Moreover, the start-up time of these processes is exactly the time when the problem occurred, which is very suspicious.

Clearing these processes has no impact on the operation of the RAC database, try to kill these processes:

Bash-3.00$ kill-9 17311 17331 17335 17359 17267 17353

Switch to the racgmain process started by the root antivirus root user.

Root@newtrade2 # kill-9 17341

Unfortunately, after killing these processes, the problem has not been completely solved.

It seems that the only way is to completely restart the CLUSTER environment of the problem node.

Bash-3.00$ sqlplus / as sysdba

SQL*Plus: Release 10.2.0.3.0-Production on Wednesday December 23 22:24:34 2009

Connected.

SQL > shutdown abort

The ORACLE routine has been closed.

Normal SHUTDOWN IMMEDIATE can no longer shut down the database, so it can only be shut down by ABORT.

The following uses root users to execute the / etc/init.d/init.crs command:

Root@newtrade2 # / etc/init.d/init.crs stop

Shutting down Oracle Cluster Ready Services (CRS):

Dec 23, 22, 26, daemon shutting down, 03.803 | INF |

Actually hang when shutting down the cluster environment, it seems that the problem is really serious, only through reboot to solve the problem.

Root@newtrade2 # / etc/init.d/init.crs start

After the system restarts, the cluster environment is started manually, and the problem is finally solved.

If it is not a RAC environment, database restart is bound to affect the use of users, while for RAC environment, a node restart will not cause users to access the database.

Of course, things are always twofold, and the problem itself is caused by the RAC environment, and a similar situation does not occur for single-instance databases.

How to share a lot of GES information on a node in the RAC environment is here. I hope the above content can be helpful to you and learn more knowledge. If you think the article is good, you can share it for more people to see.

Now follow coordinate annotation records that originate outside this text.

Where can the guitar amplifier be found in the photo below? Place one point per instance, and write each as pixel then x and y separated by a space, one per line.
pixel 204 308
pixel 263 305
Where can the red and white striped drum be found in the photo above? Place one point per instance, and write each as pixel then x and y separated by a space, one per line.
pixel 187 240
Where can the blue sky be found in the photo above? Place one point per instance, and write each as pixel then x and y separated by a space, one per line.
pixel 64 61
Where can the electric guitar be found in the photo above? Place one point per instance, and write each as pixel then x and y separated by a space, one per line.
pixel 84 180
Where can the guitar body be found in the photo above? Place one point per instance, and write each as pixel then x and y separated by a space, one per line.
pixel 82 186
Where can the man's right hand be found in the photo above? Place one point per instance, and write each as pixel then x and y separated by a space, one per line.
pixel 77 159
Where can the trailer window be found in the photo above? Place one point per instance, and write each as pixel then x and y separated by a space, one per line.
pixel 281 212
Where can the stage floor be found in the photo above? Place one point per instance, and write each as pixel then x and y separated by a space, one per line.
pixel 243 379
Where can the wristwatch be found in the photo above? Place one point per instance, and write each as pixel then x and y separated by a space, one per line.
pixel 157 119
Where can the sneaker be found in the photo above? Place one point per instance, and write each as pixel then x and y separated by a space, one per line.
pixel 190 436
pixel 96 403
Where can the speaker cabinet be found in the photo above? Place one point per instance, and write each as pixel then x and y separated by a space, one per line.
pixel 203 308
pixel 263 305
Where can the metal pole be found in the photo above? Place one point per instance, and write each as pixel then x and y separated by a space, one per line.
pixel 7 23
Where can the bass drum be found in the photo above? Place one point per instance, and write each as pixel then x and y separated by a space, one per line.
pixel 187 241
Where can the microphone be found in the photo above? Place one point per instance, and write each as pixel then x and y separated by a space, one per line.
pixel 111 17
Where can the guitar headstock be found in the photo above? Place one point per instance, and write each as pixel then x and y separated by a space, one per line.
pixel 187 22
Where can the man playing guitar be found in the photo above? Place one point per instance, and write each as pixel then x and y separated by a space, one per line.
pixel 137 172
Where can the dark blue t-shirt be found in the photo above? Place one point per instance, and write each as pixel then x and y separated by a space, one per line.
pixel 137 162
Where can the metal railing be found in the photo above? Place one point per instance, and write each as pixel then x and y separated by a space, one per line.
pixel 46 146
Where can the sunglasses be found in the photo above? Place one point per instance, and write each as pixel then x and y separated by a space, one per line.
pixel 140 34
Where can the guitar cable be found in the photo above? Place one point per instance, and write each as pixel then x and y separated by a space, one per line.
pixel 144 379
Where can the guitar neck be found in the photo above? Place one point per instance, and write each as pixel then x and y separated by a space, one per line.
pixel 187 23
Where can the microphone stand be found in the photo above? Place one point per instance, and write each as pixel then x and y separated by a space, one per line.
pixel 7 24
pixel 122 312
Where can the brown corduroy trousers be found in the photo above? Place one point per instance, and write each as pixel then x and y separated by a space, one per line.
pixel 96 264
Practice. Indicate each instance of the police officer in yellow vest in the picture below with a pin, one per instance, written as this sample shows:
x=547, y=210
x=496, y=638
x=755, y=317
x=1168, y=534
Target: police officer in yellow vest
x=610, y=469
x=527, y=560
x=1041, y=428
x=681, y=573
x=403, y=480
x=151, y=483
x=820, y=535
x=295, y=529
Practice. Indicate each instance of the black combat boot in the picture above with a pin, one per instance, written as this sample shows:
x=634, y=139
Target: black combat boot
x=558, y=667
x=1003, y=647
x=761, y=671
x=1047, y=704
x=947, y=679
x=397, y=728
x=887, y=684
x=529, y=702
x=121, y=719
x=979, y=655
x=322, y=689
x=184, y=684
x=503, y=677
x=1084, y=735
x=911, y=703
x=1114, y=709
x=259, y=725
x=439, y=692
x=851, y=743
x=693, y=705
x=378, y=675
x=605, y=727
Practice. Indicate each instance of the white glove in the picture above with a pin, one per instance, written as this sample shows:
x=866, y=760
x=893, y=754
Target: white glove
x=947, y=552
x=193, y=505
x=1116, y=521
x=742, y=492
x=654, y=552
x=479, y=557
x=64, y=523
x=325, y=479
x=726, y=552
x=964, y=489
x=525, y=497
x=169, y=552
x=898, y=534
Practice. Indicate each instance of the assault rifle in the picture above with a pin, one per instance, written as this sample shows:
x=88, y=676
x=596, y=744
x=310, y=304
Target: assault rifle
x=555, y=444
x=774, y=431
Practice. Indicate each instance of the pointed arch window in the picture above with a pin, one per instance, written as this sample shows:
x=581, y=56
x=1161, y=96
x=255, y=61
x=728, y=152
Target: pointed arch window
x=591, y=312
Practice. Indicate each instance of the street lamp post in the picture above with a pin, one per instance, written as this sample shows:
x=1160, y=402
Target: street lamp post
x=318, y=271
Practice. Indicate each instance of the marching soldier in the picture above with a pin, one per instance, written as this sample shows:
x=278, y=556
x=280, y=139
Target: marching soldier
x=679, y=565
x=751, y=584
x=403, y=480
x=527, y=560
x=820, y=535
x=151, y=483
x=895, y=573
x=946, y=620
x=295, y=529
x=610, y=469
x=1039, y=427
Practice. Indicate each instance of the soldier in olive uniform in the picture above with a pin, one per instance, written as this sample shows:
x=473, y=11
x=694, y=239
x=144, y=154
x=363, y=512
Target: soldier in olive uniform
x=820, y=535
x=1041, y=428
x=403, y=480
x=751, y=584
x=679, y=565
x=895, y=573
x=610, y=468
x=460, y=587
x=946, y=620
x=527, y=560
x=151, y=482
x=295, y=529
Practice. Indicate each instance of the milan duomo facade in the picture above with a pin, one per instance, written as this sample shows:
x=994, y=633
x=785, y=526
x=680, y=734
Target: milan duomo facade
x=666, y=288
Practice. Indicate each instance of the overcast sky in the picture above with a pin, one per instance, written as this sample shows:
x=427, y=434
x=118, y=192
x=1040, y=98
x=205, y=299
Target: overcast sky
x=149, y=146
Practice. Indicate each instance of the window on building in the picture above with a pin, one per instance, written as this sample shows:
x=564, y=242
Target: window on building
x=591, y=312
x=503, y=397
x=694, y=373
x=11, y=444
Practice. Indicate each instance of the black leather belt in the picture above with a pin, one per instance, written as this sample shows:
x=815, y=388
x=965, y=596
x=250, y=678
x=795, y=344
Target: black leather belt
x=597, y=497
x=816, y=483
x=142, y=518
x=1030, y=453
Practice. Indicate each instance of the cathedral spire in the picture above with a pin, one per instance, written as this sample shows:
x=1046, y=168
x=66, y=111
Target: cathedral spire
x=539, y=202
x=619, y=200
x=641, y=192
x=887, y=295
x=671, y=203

Welcome to subscribe "Shulou Technology Information " to get latest news, interesting things and hot topics in the IT industry, and controls the hottest and latest Internet news, technology news and IT industry trends.

*The comments in the above article only represent the author's personal views and do not represent the views and positions of this website. If you have more insights, please feel free to contribute and share.